As I look at you while you’ve drifted off to Dreamland, I can’t help that my heart just skips a beat. You look so peaceful and content. Although I’m sure you’re busy slaying a big dragon; or running amongst wolves; or maybe you’re just contemplating your next exploration adventure for once you awake. Oh my, how I love you so.

It’s been a few days now that I can’t keep my eyes off of you. Not because you’ve started climbing on top of everything. Nor is it because you move my furniture and things all over the place. It’s not even because I have to ensure I’m close by, in case you’re able to reach the top of the table and pull things off. Instead, it’s because I cannot believe just how you’ve grown. We’re less than 2 weeks away from your first birthday and Mommy is just ever so slightly emotional about it.

Why? I don’t know. The reality that you’re not a baby anymore, even though you’ll always be my baby. Maybe because you’ve achieved so much in this past year. Or maybe it’s because you’ve taught me so much. It’s probably all of the aboveĀ and more.

I look at you and I see love. I see the enjoyment of simple things. I see the excitement when you’ve achieved something new. I see your face brighten up completely when Daddy or Bunny walk into the house. I see your curiosity when you’ve managed to reach a higher height/object. I see your amazement when you look at water splashing down. I see your joy when I come get you after you’ve had a nap. I see your fascination with the light switches. Oh, how I see it all.

How it pains me when you bump yourself and the tears roll over your smooth cheek. How it hurts when I see you’re in pain. But how beautiful it is to see you getting up and trying again; once you’ve had a cuddle or two. There is just so much we can learn from you and your persistence.
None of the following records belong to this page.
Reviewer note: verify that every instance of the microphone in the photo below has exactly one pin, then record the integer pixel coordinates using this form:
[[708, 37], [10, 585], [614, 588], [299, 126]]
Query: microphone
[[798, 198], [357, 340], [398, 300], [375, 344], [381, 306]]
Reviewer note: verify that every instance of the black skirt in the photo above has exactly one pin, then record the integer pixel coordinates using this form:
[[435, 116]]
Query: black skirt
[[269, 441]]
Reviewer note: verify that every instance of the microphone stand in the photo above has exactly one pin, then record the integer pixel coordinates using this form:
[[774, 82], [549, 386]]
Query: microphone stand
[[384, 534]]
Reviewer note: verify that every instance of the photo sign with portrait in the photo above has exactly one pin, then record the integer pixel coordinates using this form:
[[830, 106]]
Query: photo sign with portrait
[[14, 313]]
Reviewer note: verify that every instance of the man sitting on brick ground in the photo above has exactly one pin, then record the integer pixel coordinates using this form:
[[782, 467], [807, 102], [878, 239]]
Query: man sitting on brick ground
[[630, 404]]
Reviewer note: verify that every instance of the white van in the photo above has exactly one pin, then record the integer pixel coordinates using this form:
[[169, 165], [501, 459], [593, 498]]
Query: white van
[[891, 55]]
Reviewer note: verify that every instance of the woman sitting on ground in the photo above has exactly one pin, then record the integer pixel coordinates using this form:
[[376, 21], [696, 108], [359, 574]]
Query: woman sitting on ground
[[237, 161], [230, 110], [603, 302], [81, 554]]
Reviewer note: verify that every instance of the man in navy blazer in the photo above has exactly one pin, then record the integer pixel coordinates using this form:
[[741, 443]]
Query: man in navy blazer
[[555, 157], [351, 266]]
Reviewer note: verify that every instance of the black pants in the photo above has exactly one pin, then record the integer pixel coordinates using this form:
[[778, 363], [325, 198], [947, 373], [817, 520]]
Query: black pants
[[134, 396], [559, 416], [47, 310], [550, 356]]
All years fly by. At each year-end, you’ll always hear someone say something like “I can’t believe this year is over!” But this year… this year has gone by at the speed of light. Just the other day I touched you for the first time. Not long after that, you’d give your first real smile. Soon after that, you would turn full circle while lying on your back. And not long after that you’d roll over, sit, laugh hysterically, crawl, have 6 teeth, eat most food, pull yourself up, cruise along the couches, blow kisses, clap hands, point to things, stand, say a few words, stack my Tupperware to make a tower, and now even giving a few unassisted steps.

Where has the time gone?

It is wonderful to see you grow and become more and more dependent. But it’s the best to see that you still love Mommy’s cuddles and kisses and routinely come back to me for safety, reassurance and just to connect againĀ before you go explore or try something new.

I cannot wait to see what you have in store for us in the years to come.

But for now, I’ll continue rocking you when those pesky teeth are bothering you at night. I’ll continue to give you cuddles. I’ll continue to help you up after you’ve fallen down. I’ll continue to join you in your amazing world as we discover all the new, yet simple things in life, I’ll continue to hold you when you feel the floor is about to swallow you whole, I’ll continue to love you, even when you drive me loopy. I’ll continue to kiss you, until the day you’re able to run away from them.

For now, you are still my baby. My ray of sunshine, and vibrant rainbow after a stormy weather.